Nagging doubts about the risks of AI technology to generate deep-fakes refuses to go away, owing to the dubious accountability scenario
“We’re entering an era in which our enemies can make it look like anyone is saying anything in any point in time,” Obama begins. “Even if they would never say those things. So, for instance…” he continues, gesturing with his hands, “they could have me say things like President Trump is a total and complete dipshit!” His eyes seem to glimmer with a hint of a smile. Obama continues: “Now, you see, I would never say these things, at least not in a public address.” Obama never did say those things. The video was fake – a so-called ‘deep-fake’, created with the help of Artificial Intelligence (AI).The voice was eerily natural.
A few months ago, millions of TV viewers across South Korea were watching the MBN channel to catch the latest news. At the top of the hour, regular news anchor Kim Joo-Ha started to go through the day’s headlines. It was a relatively normal list of stories for late 2020 – full of Covid-19 and pandemic response updates. Yet this particular bulletin was far from normal, as Kim Joo-Ha wasn’t actually on the screen. Instead she had been replaced by a “deep-fake” version of herself – a computer-generated copy that aims to perfectly reflect her voice, gestures, and facial expressions.
Machine generated voice often sounded a tad metallic, a bit clunky or in other words robotic. Impressive strides were being made in human sounding machine voices. Google created Cloud Text-to-Speech, Microsoft offered Azure Cognitive Services Text to Speech, IBM launched Watson Text-to-Speech, and Baidu provided Text-to-Speech. Microsoft has taken this further than any other company; it has launched Custom Neural Voice (CNV) that uses AI to generate a specific person’s voice.
Last year Open AI’s Generative Pre-trained Transformer 3 (GPT-3) an autoregressive language model that uses deep learning to produce human-like text, shocked the world at how accurate the algorithm was in mimicking text written by humans. It was the most powerful tool ever in spitting out convincing streams of text in a range of different style when prompted with an opening text. It was so scary that Open AI decided not to make it widely available. Now, Microsoft’s CNV uses AI to generate natural language that sounds exactly like a specific person. This is a crucial shift away from a generic to a specific person’s voice. Once again it raises the crucial question of Algorithmic Accountability.
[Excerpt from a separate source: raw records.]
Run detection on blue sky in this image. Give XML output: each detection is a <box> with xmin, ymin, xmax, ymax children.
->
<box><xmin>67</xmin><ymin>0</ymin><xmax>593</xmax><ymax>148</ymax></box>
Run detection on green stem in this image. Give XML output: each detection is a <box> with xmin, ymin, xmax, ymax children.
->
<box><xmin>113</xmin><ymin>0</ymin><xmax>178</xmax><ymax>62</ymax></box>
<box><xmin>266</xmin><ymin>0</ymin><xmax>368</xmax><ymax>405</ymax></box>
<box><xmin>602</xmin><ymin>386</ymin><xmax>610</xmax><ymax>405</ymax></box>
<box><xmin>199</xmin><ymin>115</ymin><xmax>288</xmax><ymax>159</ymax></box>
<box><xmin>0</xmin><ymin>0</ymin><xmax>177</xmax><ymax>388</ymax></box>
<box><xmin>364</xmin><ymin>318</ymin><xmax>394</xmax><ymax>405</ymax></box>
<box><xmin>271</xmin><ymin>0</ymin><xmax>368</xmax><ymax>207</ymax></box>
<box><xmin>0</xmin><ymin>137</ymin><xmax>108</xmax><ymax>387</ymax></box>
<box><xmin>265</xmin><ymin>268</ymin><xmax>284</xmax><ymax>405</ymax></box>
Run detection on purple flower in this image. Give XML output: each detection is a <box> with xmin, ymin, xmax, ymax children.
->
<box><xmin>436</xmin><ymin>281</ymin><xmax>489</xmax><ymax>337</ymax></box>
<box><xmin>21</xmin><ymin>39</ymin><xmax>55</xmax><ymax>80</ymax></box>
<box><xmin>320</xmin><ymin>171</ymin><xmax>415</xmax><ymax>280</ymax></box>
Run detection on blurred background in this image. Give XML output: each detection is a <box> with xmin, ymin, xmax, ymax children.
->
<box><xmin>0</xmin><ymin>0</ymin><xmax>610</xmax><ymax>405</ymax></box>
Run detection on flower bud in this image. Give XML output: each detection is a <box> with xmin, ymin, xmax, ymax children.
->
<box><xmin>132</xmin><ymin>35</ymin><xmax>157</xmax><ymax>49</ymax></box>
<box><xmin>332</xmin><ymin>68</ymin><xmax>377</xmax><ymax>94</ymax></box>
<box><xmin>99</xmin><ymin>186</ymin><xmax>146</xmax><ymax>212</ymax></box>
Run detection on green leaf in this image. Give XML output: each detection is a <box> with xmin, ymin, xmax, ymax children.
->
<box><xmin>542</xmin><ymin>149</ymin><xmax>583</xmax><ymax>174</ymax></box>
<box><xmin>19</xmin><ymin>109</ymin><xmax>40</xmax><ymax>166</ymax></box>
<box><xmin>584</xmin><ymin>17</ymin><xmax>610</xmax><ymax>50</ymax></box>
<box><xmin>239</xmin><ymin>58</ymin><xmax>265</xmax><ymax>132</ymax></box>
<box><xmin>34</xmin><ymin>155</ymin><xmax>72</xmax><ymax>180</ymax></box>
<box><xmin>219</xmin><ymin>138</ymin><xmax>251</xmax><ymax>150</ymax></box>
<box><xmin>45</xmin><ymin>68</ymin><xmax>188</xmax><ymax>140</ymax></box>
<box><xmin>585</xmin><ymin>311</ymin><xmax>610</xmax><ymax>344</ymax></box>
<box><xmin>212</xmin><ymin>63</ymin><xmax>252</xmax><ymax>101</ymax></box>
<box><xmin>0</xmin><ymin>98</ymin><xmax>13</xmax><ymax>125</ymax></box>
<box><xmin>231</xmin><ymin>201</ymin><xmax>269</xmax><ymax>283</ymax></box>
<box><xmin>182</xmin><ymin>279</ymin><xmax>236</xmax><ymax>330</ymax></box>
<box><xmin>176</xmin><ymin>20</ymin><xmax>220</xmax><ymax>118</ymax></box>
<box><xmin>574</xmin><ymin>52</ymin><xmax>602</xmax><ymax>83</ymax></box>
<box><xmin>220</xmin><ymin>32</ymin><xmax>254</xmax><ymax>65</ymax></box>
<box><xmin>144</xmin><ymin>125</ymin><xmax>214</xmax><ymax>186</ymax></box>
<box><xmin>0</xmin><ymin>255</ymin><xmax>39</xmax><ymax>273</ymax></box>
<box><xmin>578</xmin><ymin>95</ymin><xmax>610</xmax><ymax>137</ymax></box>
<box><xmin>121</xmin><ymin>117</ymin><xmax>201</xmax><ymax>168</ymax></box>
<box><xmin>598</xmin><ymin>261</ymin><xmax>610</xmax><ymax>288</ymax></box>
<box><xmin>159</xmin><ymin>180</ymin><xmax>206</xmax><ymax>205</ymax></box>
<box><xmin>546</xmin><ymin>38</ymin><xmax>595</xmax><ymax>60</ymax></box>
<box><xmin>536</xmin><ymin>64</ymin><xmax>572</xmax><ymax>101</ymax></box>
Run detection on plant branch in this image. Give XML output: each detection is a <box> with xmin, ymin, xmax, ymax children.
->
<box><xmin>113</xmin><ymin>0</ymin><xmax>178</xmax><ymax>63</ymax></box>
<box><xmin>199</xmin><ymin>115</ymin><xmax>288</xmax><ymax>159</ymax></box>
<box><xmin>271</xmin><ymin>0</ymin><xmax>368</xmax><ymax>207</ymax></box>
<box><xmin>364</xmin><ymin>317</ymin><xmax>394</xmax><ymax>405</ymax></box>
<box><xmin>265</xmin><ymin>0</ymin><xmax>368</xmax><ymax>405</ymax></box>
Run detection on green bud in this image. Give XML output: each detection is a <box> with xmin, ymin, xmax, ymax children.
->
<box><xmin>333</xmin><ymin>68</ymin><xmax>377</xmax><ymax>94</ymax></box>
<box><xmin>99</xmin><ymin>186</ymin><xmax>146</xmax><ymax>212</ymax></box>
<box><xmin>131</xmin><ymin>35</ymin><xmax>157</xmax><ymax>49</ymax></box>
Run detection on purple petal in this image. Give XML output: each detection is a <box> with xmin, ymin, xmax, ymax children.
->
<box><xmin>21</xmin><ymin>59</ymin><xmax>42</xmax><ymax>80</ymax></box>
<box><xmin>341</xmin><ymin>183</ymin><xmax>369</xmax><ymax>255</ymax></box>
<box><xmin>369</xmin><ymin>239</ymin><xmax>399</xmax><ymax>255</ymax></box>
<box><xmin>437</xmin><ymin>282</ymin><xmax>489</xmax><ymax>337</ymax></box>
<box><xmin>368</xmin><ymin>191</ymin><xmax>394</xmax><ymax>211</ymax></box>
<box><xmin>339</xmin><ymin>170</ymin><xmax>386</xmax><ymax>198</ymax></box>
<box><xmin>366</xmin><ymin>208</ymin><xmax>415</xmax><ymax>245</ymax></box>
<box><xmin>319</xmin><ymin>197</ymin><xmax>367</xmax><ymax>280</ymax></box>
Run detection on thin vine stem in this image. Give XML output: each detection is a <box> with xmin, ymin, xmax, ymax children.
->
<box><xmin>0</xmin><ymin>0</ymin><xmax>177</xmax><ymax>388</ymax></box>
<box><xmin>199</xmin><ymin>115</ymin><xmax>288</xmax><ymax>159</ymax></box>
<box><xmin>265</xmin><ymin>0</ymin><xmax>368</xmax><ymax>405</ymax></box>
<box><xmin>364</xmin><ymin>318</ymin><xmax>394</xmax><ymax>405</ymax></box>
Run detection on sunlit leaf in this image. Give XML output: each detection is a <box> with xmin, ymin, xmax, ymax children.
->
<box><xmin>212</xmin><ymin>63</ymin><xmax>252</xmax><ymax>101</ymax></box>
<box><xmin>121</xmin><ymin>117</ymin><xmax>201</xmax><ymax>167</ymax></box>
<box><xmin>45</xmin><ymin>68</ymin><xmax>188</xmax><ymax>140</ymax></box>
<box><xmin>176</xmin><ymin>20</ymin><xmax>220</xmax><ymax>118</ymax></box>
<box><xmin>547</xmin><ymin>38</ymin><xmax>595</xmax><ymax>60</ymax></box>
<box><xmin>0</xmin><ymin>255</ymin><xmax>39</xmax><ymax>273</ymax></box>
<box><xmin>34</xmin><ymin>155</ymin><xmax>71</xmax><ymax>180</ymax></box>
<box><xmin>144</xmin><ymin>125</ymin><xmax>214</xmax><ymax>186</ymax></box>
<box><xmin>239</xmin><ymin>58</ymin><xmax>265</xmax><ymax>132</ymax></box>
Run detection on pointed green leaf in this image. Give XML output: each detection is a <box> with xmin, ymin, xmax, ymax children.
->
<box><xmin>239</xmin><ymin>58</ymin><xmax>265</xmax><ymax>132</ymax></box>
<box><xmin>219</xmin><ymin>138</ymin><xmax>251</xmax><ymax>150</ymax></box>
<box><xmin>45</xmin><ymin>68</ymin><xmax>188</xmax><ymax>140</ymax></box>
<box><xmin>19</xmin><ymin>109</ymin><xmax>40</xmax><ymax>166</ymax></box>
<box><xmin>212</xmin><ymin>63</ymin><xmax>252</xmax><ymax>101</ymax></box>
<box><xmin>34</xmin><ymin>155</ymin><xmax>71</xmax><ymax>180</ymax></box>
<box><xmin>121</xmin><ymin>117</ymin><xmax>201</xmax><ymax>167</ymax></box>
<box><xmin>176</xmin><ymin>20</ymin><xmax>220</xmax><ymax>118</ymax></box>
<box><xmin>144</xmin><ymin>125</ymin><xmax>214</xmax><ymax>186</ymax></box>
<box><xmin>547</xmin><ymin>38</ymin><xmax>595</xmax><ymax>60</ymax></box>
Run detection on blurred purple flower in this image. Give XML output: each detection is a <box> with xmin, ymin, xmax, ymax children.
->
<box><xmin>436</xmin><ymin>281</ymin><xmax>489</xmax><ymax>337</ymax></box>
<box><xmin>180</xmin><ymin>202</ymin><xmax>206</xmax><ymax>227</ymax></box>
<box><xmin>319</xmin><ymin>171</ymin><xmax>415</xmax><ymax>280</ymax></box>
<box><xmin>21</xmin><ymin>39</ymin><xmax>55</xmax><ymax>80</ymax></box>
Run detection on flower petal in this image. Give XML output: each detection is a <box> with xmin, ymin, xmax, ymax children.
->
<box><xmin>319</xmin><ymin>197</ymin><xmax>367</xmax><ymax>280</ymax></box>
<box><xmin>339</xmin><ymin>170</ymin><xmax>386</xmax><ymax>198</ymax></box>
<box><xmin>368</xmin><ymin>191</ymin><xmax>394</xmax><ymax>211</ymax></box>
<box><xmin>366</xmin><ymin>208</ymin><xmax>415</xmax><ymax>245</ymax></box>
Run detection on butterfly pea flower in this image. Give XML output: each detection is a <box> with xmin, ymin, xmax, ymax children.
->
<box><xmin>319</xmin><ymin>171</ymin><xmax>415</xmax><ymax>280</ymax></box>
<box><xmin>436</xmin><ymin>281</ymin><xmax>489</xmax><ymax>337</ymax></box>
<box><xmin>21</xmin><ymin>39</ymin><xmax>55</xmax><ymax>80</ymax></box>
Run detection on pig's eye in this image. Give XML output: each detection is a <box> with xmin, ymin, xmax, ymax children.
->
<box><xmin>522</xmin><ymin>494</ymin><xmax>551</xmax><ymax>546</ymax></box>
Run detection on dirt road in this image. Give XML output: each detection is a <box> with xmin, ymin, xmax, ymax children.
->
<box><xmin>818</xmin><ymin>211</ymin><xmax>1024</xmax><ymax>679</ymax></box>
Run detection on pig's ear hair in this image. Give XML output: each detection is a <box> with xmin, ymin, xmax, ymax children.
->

The nagging doubts about the risks of this technology to generate deep-fake news refuses to go away despite Microsoft’s claim that it has considered the implications of CNV and prioritizes responsible use of technology. It is terrifying to think of the consequences of CNV in the wrong hands as a dangerously potent tool to create deepfakes.
There is worldwide concern over false news and the possibility that it can influence political, economic, and social well-being. To understand how false news spreads, an MIT experiment used a data set of rumour cascades on Twitter from 2006 to 2017. About 126,000 rumours were spread by ∼3 million people. False news reached more people than the truth; the top 1% of false news cascades diffused to between 1000 and 100,000 people, whereas the truth rarely diffused to more than 1000 people. Falsehood also diffused faster than the truth.
This is precisely why the question of Algorithmic Accountability becomes so vital in the ethical use of technology because every day we witness how algorithms are making appalling errors. In December last year Stanford Medical Center’s misallocation of covid-19 vaccines was blamed on a distribution “algorithm” that favoured high-ranking administrators over frontline doctors. The hospital claimed to have consulted with ethicists to design its “very complex algorithm,” which a representative said, “clearly didn’t work right.”
Recent developments have enabled speech generation to sound more natural, and companies often offer a range of voices and dialects that customers can select to customize interactions. For example, Google’s Cloud Text-to-Speech offers more than 180 voices across over 30 languages and variants. However, the ability to imitate an individual’s speech (each person has a unique prosody, which is the tone and duration of phonemes, or units of sound) takes natural generation to another level. It also underscores the urgency for discussions related to Responsible AI.
Imagine that a computer, with enough sample data, could be trained to sound like any individual, and to say anything. Similarly, deep-fake videos, which use machine learning to generate visual content, can be made to depict individuals doing or saying just about anything, with improving quality. It doesn’t take a highly creative individual to see how it could be used for fraudulent or malicious purposes. It doesn’t take a highly creative individual to see how it could be used for fraudulent or malicious purposes.